El conjunto formado por la sonda y el lanzador completó por la mañana su traslado vertical tras finalizar los trabajos de ensamblaje y pruebas, informó hoy la agencia oficial de noticias Xinhua.
Antes del despegue se llevarán a cabo comprobaciones funcionales, pruebas conjuntas y la carga de combustible, mientras que el lanzamiento está previsto para los próximos días, sin que las autoridades hayan precisado por el momento una fecha concreta.

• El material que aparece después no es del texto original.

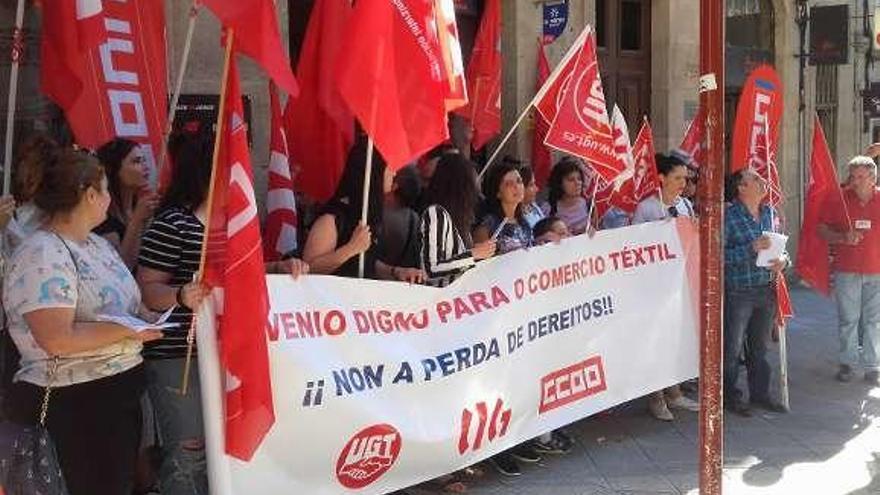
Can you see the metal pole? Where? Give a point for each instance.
(16, 53)
(712, 16)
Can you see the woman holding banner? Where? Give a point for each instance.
(667, 203)
(565, 197)
(447, 246)
(132, 203)
(63, 287)
(338, 237)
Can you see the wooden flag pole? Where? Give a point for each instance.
(178, 84)
(17, 51)
(710, 445)
(221, 123)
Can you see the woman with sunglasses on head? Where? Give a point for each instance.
(667, 203)
(63, 287)
(131, 201)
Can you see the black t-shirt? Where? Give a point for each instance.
(173, 244)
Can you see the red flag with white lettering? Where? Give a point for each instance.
(281, 218)
(234, 268)
(693, 143)
(542, 160)
(391, 74)
(257, 36)
(758, 118)
(582, 127)
(646, 182)
(484, 78)
(108, 77)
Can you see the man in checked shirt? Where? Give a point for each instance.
(749, 293)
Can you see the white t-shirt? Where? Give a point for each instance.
(653, 209)
(42, 274)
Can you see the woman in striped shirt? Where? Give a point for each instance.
(447, 246)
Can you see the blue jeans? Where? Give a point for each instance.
(749, 316)
(184, 467)
(858, 311)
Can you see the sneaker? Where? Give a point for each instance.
(559, 443)
(658, 409)
(844, 374)
(772, 406)
(739, 408)
(505, 464)
(683, 402)
(525, 453)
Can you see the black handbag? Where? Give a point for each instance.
(28, 461)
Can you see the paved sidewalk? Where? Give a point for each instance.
(829, 444)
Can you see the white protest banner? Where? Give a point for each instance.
(381, 385)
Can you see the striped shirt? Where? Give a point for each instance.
(444, 254)
(173, 244)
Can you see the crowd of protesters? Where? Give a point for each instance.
(85, 239)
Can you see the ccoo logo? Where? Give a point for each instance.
(368, 455)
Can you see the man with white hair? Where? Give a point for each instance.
(853, 230)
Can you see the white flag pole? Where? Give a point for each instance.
(368, 174)
(571, 53)
(17, 51)
(178, 84)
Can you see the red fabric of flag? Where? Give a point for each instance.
(549, 97)
(542, 160)
(281, 219)
(320, 128)
(391, 75)
(484, 78)
(71, 31)
(694, 139)
(784, 308)
(582, 127)
(813, 264)
(234, 267)
(256, 35)
(620, 194)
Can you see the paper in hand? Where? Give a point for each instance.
(774, 252)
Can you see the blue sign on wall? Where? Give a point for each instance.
(555, 19)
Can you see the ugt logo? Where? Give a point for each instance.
(497, 425)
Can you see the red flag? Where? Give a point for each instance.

El centro espacial de Wenchang está situado en la isla meridional china de Hainan, frente a las costas del mar de China Meridional, y es una de las principales bases del programa espacial del país.
La Chang'e-7 combinará operaciones en órbita, descenso y desplazamiento sobre la superficie para estudiar el entorno y los recursos del polo sur lunar, además de ensayar tecnologías como el alunizaje de alta precisión y la exploración de cráteres permanentemente en sombra.
Uno de los elementos más novedosos de la misión será un pequeño vehículo capaz de desplazarse mediante saltos, que llevará un analizador de moléculas de agua y se adentrará en una región permanentemente en sombra del cráter Shackleton para buscar in situ hielo de agua.
La presencia de hielo en estas zonas es uno de los principales objetivos de la actual exploración lunar internacional, ya que su eventual aprovechamiento podría proporcionar recursos para futuras estancias prolongadas y obtener hidrógeno y oxígeno, componentes que pueden emplearse como propelentes.
La misión dará continuidad al programa Chang'e, que en 2019 logró con la Chang'e-4 el primer alunizaje en la cara oculta de la Luna y en 2024 trajo a la Tierra con la Chang'e-6 las primeras muestras recogidas en esa región.
China prevé completar esta fase con la Chang'e-8, programada en torno a 2029 y concebida para evaluar el aprovechamiento de los recursos detectados, mientras desarrolla en paralelo un programa tripulado con el objetivo declarado de llevar astronautas chinos a la Luna antes de 2030.